Friday, September 7, 2012

How Big Is This Family?


I must have been about 12 or 13 when I got the first really memorable smack on the back of my head.
Not because I had been caught smoking or bunking school or had my ear pierced.... but because I had walked passed my Mom chatting to the neighbor and simply greeted said neighbor with "Hi Sheila."

My 12 year old brain was trying to figure out what I had done wrong, when my Mom brought me up to speed with the threat of another smack unless I addressed the neighbor by her proper name, Aunty Sheila.

Ever since then, everyone and anyone who looks possibly older than I am, even if it be by a single grey hair, naturally becomes my Aunty or Uncle.

That's fine when you're pre-pubescent or even a teenager. Everybody is older than you are... and if they're not, it's easy to spot.
Turn the clock forward 20 years and suddenly kids are calling you Uncle and you're calling their dad's Uncle and before you know it, the vicious circle has no end!
When does it all stop? When do I have to stop worrying about being smacked on the head for not referring to an elder as Uncle or Aunty? Do they have to fit a certain criteria before being given the title? What about the old geezer at the BP petrol station who fills my tank and washes my windscreen? Is he my Uncle too? What about the guy at my cricket club who's considerably older than I am, but who's wife was 2 grades behind me in school? Does she automatically become my Aunty?

I don't know.
I blame my parents for starting this madness. If we had just stuck to the Webster Dictionary definition of Uncle and Aunt, life would be so much simpler and family boundaries would be a lot more clear cut.
I visited a friend once who's dad was telling me a story about a family function they had attended over the weekend. He kept referring to one of the characters in the story as "Your aunty" and I kept wondering which aunty, and how would he know any member of my family.
Finally at the end of his long drawn-out saga which rivaled Days Of Our Lives for boring awards, he could sense I was having difficulty putting this 'aunty' person into context and when I asked who she was, he said "My wife man... haven't you been following?"
Clearly I hadn't.
Somewhere between visiting my friend to play video games and this boring story his father insisted on telling me, the woman of the house had become my Aunty!

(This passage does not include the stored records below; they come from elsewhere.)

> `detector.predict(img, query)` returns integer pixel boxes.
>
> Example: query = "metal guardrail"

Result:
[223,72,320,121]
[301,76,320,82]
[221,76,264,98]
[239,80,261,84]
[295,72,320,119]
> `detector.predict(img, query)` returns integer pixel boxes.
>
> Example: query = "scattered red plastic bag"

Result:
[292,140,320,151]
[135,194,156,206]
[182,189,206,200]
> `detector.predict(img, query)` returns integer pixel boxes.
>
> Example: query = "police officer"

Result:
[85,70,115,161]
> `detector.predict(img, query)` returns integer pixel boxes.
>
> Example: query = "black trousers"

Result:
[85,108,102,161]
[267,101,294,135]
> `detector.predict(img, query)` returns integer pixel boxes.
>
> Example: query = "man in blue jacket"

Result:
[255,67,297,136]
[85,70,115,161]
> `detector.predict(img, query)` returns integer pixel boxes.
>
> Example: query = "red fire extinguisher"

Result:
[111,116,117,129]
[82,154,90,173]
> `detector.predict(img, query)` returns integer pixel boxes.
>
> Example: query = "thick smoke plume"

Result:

I know my Indian friends reading this are going "Hey, that happened to me too! Everyone is my Aunty and Uncle".... and my white friends are going "What the dickens is he talking about?"
White folk don't seem to have this problem.
They also don't seem to get smacked on the head as often as Indian kids do.
My friend Shaun who was 14 at the time came home when it was still cool for Indians to bring white friends home, like showing off to your parents that you discovered a new species and it goes with your jeans and tekkies.
Anyways, so Shaun comes home one Saturday and I'm praying to God as we walked up my driveway that my mom wasn't making samoosa's or frying kebabs, because back then that's what everybody thought happens in Indian homes, 24 hours a day, 7 days a week. Just samoosa's and kebabs non-stop.
Thankfully, my mom was doing neither.
She was vacuuming the entire house with a stocking on her head and slippers.
Not a stereotype at all, thank goodness.

So Shaun walks in, sees my mom and goes "Hi Rashida."
I closed my eyes waiting for the smack, all the while thinking my days of bringing white friends home had just come to an abrupt end.
My mom replies "Hi Shaun. Good to see you. How are your folks?"
I stood there gobsmacked. Seriously? How are your folks? What happened to his smack on the head?

That's when I realized that my parents had two sets of rules.
One for their kids, and one for everyone else's kids.
Our rules always included a smack on the head at some point.
I guess it's that fear that kept most of us in line. I just wished they'd told me when I could stop calling random strangers Uncle and Aunty.

1 comment:

  1. It's terrible how we're made to feel guilty for the whole aunty /uncle thing. It makes working with older people slighter awkward too.